Las alhajas de la Virgen

Quedan por Sevilla callejoncitos y barreduelas absolutamente medievales. Callejuelas sin salida como arrancadas de la copla de Juanita Reina, donde hasta los desconchones y caliches son hermosos, reino de la humedad y la verdina, del silencio roto por el reloj de una ignota torre que da la hora. Yo evoco ahora esos callejones de la antigua Judería de San Bartolomé, que es el Barrio de Santa Cruz auténtico y verdadero, no el que el Marqués de Vega Inclán se inventó en vísperas de la Exposición del 29 como la Sevilla de cañí decorado teatral que los forasteros habían visto en las obras de los Quintero y buscaban encontrar en nuestra ciudad, no la estricta observancia de la cal, la calamocha, los zaguanes oscuros, el rebellín de una esquina oliendo a Repartimiento fernandino... Hasta en el centro existen estos callejoncitos. En plena calle Sierpes está Azofaifo, en cuya memoria queda su antiguo e ilustre olor a pollo asado, una calle que no va a ninguna parte. O bueno, sí que va: a la memoria más honda de la ciudad. Y luego, en la misma Sierpes, en la esquina donde estaba Casa Damas, otro callejoncito de misterio y estrecheces, de oscuridades maravillosas, de la sorpresa, oh, de entrar y llegar por allí a la calle Cuna.

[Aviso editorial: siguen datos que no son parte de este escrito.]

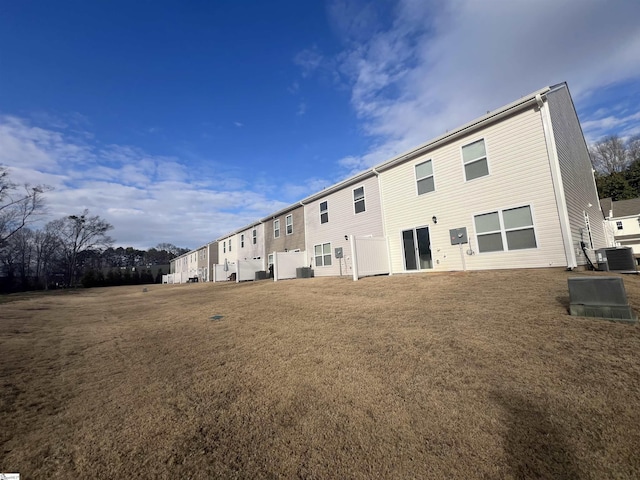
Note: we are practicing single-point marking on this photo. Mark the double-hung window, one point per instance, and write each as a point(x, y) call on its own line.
point(324, 212)
point(322, 253)
point(358, 200)
point(509, 229)
point(424, 177)
point(289, 224)
point(474, 157)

Si medieval es el viario sevillano que describo, hay dos de estos enclaves anclados en la Historia que tienen de medievales además hasta sendos talleres de artesanos, como gremiales. Junto a la calle Sagasta, la barreduela de Monardes, donde se ha parado el tiempo en el taller de relojero de Ramiro. Parece que ese reloj de pared que están reparando va a darte una hora no de ahora, sino del siglo XIX, con su tic tac que detiene el tiempo, como una Foto Finish de la Sevilla que se fue. Y el otro trozo vivo de la Sevilla medieval, en el Callejón de Oropesa, donde estaba el Corral de los Gallegos y nosotros conocimos el prodigio del como británico y refinadísimo almacén de papelería de Liñero, templo de los sobres para escribir a las novias y de los pliegos de chino papel de seda para envolver en las cómodas de caoba los mantones de Manila. En el secreto e íntimo Callejón de Oropesa hay un taller medieval que vale su peso en oro. Es el taller de joyería del maestro José María Arenas, pequeño y definitivo como los tres versos de una soleá. Un taller gremial, que parece escapado de un cuadro de la escuela flamenca. Y allí, el maestro Arenas, como uno de los personajes de "El trabajo gustoso" de Juan Ramón Jiménez. Si Juan Ramón hubiera conocido al maestro joyero de Oropesa, seguro que le habría dedicado un capítulo, como al jardinero de Triana enamorado de la hortensia que sus manos cuidaron, como al mecánico malagueño. Para el joyero de Oropesa, el trabajo gustoso no es una maldición bíblica, sino como una afición que le da de comer:

-- Mire usted, a mi me gusta tanto mi oficio que muchos domingos, cuando estoy en mi casa, pienso en alguna pieza que estoy haciendo y me vengo para acá para rematarla.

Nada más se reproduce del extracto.